И мы начали цепляться друг за друга, просто чтобы ветер нас не свалил, чтобы не заржаветь от сырости. Кутались в объятья, чтобы спрятать от чужих… Ноябрь был просто поводом, но таким сладким, чарующим. Он нас не перебивал, не путал, а просто забрасывал разноцветной листвой, когда мы в ней купались.
И наперегонки домой, как дети…
Чтобы не уснуть безумными ночами, я заливал в себя порции колумбийского отвара, пока ты так трепетно исправляла ошибки в каракулях моей любви. А это самое слово, которое я всегда прописывал быстрее других, царапало подушечки твоих нежных пальцев с каждым разом все сильнее.

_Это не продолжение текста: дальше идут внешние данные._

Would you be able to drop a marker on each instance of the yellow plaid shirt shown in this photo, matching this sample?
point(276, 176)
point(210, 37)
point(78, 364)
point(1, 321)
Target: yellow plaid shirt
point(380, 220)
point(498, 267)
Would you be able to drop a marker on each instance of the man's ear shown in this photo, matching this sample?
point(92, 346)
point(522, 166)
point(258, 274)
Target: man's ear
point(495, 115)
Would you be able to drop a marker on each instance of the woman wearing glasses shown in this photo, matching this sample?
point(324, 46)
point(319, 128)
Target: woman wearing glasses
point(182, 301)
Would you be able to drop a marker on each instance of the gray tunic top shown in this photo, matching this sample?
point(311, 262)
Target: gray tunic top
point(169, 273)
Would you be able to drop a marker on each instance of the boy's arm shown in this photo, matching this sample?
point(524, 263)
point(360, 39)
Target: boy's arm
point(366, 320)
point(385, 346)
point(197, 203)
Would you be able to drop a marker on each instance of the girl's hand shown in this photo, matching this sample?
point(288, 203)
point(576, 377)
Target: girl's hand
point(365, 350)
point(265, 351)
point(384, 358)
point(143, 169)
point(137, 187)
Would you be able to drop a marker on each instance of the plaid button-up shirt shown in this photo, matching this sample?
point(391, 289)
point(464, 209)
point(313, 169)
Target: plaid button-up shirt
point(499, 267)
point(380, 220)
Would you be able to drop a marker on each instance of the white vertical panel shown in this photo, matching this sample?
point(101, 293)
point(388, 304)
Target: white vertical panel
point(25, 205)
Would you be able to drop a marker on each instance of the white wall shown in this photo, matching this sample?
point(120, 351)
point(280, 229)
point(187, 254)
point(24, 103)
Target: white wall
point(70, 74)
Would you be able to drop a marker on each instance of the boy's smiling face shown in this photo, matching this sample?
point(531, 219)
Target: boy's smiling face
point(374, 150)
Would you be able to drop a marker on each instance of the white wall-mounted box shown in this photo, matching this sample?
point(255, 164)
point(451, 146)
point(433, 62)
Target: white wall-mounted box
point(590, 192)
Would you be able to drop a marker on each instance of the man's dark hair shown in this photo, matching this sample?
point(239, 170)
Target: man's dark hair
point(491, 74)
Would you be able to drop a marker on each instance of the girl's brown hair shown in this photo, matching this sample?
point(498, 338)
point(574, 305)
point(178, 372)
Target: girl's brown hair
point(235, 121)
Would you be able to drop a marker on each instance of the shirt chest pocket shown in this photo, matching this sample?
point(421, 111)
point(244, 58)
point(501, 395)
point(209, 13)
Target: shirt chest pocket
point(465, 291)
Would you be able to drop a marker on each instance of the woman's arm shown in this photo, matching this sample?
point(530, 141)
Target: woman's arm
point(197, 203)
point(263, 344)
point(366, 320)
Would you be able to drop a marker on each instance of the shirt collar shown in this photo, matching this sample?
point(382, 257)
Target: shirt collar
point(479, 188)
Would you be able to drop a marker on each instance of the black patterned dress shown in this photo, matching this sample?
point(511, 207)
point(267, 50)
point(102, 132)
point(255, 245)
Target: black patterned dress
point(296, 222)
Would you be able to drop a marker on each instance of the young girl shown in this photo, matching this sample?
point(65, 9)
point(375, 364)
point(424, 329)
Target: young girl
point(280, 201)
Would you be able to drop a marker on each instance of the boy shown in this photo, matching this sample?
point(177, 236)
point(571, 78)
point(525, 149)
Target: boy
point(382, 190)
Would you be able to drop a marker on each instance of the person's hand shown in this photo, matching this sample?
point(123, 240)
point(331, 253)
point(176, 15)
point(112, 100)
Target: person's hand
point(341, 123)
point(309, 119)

Обжигало холодом моего молчания, но ты это проглатывала спокойно, как и другие мои ошибки.
Ни ты, ни я его так и не произнесли. Мы зачем-то берегли его в обветренных губах. Лелеяли в кладовых детского простого счастья, где нет и тени того безумного урагана, что бушевал вокруг нас. Это странное слово для нас слишком дорогое, чтобы ветер мог его разносить кому-то еще, и слишком громкое, чтобы шептать его на ухо.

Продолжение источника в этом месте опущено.